E’ il momento di dire basta

Pulendo casa un giorno trovai una scatola di legno con della marijuana. Affrontandolo gli dissi che avevo compreso il suo atteggiamento. Lui mi disse di farmi i cavoli miei e che non avrei dovuto toccarlo – mi picchiò con la bambina in braccio e anche chiamando i Carabinieri essi non fecero nulla. Successivamente come se non ci fosse stato nulla si preparò una canna e si mise a fumare come se io non ci fossi e neanche la bambina, in salotto.

Tutto esplose il giorno in cui dovendo cucinare lui mi tolse la bambina dalle mie braccia che iniziò a piangere e lui insisteva nel dirle che era suo padre e che le voleva bene e quindi non doveva piangere. Suggerendo di prendere la bambina, lui si arrabbiò e prese un coltello puntandomelo addosso, “…se non ti levi ti apro come un maiale.” Riuscendo ad arrivare alla porta mi rifugiai dalla vicina di casa alla quale lui disse che ero io la pazza e che non è vero tutto ciò che le dissi. Facendomi rientrare in casa mi prese per i capelli e con la bambina in braccio mi tirò due pugni finendo per sputarmi in faccia.

L’aiuto

E’ stato l’indomani che ho chiamato mia madre per dirle che avevo bisogno di aiuto. Andata via di casa sono andata dai Carabinieri di zona ed informai gli ufficiali dove fossi con la bambina. Lui mi chiamò dicendomi che avevo ragione e che andando magari ad un corso di coppia per l’amore verso la bimba potevamo sistemare le cose.

In meno di una settimana mi arrivò una denuncia per sequestro di minore e quando dissi al poliziotto di aver avvisato i Carabinieri, egli mi dissè che stavo dicendo il falso. Dopo mesi lui mi chiamò dicendomi che stavo per perdere la bambina e che conveniva ritornare.

Al mio ritorno, per paura di perdere la bambina data la mia nazionalità straniera anche se con il permesso di soggiorno, mi disse che avevo fatto la cosa giusta.
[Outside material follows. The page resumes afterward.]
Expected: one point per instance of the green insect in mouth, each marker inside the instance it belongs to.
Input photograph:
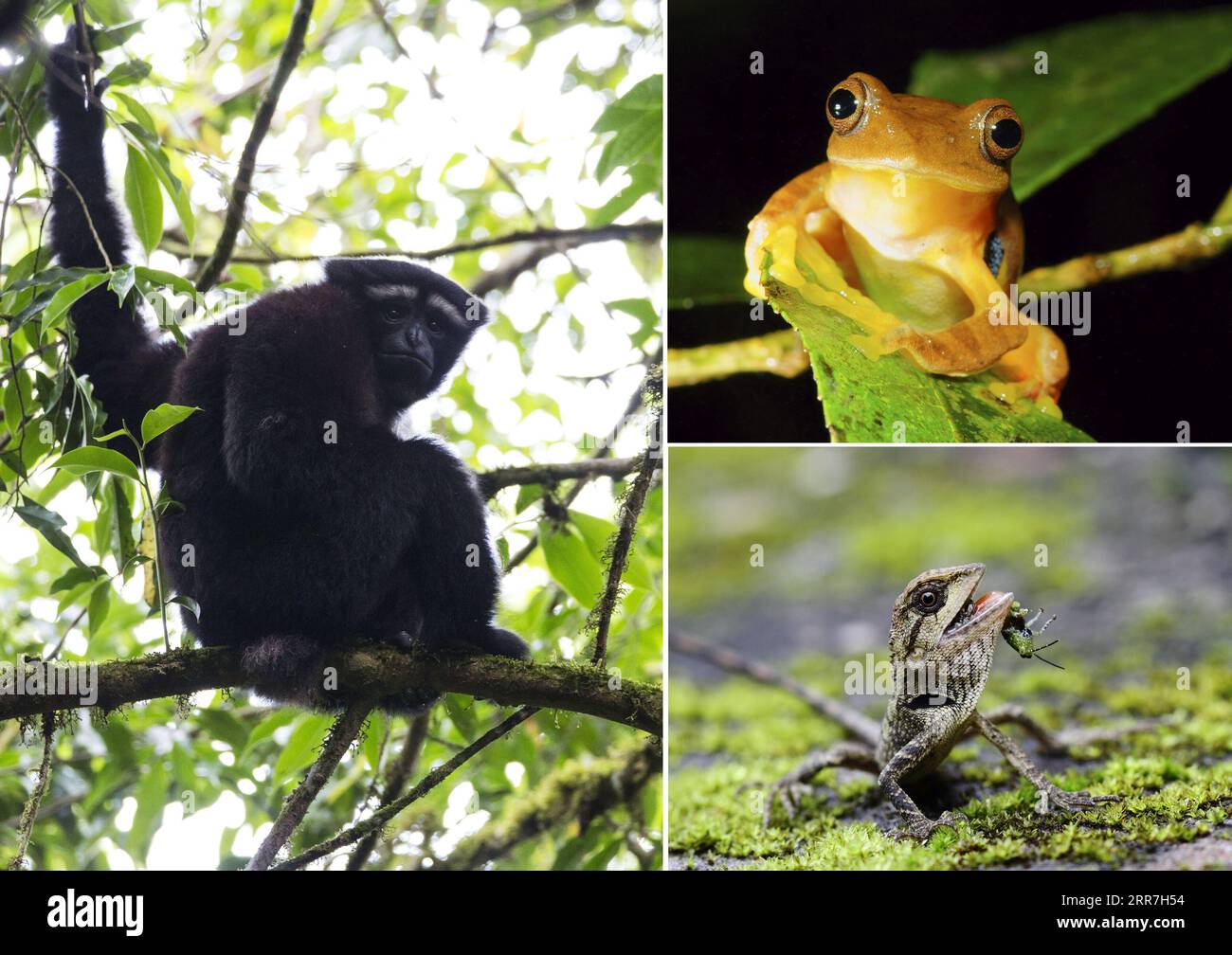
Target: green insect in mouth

I primi tre mesi sono passati con calma, ma durò poco e ritornò tutto l’incubo che vi ho già descritto. Mi dicevo tutti i santi giorni che non avrei potuto mettere in pericolo la vita di mia figlia. Ho rischiato di rimanere paralizzata dopo aggressioni anche psicologiche perché volevo andarmene.
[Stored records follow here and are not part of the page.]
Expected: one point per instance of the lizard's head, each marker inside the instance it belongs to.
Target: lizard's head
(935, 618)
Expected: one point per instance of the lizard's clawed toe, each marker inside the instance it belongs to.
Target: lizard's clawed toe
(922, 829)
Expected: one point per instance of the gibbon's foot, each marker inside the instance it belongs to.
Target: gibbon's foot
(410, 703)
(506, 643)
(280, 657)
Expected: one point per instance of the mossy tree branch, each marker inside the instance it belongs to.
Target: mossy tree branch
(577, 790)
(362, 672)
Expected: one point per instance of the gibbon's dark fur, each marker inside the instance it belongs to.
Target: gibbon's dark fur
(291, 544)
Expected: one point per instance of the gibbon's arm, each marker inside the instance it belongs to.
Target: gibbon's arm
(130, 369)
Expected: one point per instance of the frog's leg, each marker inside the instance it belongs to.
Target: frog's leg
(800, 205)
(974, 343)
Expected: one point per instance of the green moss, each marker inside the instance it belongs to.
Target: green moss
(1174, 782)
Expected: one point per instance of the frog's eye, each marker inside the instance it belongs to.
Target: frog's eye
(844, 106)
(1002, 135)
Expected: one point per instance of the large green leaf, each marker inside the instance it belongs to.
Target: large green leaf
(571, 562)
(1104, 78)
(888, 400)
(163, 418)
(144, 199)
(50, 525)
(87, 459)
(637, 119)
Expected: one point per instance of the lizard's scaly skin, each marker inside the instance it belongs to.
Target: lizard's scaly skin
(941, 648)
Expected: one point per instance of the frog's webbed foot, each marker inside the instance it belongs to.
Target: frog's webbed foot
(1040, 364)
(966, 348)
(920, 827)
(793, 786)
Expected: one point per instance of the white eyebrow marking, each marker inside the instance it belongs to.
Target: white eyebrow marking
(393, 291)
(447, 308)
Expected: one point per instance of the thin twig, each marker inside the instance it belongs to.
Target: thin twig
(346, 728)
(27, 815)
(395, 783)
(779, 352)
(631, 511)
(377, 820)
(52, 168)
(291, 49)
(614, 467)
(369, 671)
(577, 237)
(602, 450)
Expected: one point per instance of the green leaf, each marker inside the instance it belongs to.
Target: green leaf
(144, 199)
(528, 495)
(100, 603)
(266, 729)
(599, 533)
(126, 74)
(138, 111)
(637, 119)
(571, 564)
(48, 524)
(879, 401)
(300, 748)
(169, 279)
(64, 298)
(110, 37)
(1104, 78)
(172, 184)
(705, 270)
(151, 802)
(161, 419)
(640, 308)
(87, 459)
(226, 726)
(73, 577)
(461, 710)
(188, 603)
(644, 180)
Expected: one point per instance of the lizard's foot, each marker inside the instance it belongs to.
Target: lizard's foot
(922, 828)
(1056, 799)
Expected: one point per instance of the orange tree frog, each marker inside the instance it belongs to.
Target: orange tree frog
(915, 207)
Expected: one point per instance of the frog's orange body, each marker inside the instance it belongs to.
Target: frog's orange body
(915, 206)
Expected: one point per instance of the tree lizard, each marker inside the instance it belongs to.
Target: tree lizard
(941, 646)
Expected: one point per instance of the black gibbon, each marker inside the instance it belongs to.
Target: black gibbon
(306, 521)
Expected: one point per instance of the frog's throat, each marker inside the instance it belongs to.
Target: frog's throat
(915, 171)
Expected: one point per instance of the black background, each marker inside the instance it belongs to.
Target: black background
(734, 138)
Grazie alla bon’t worry sono riuscita a riprendere la forza di continuare ed ora voglio vivere dignitosamente con mia figlia.
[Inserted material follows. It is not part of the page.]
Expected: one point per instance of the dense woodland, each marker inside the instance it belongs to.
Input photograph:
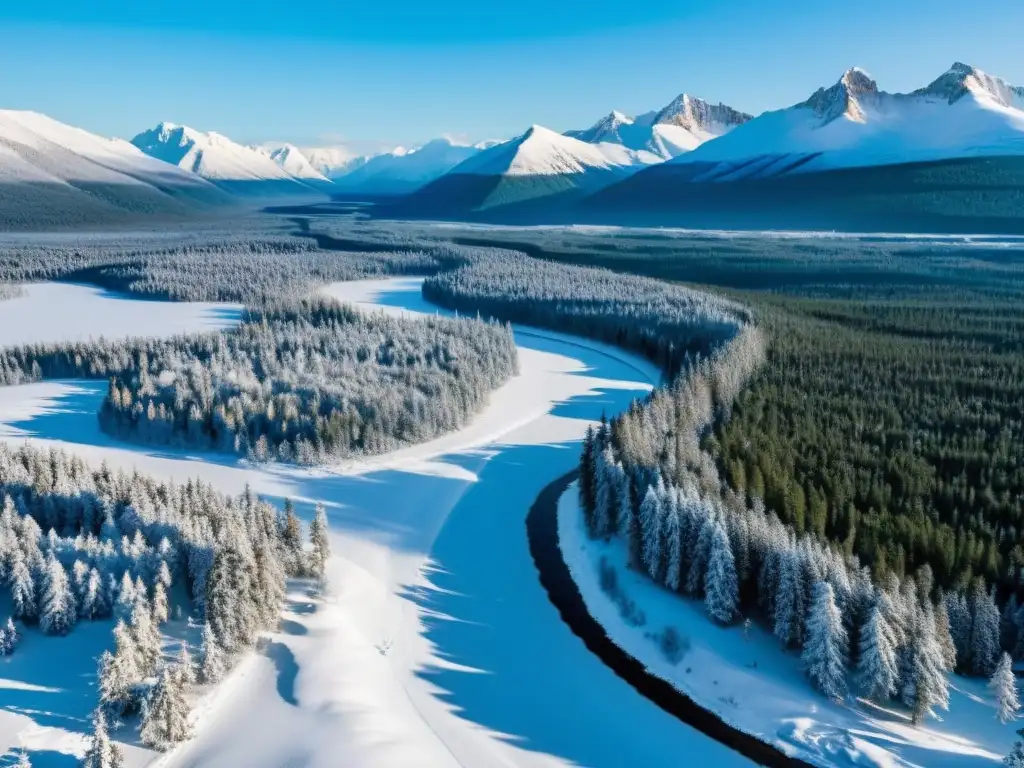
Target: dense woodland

Un lieto fine: Sofia e sua madre, anche se tutt’ora in fase legale in loro protezione, sono sane e salve nella loro casa allontanate da questo padre e uomo che non le merita e Sofia cresce serena. In una famiglia invece grazie alla nonna materna ed alla zia che l’amano insieme alla grande mamma, come si merita, nella tranquillità che dovrebbe avere qualsiasi bambina.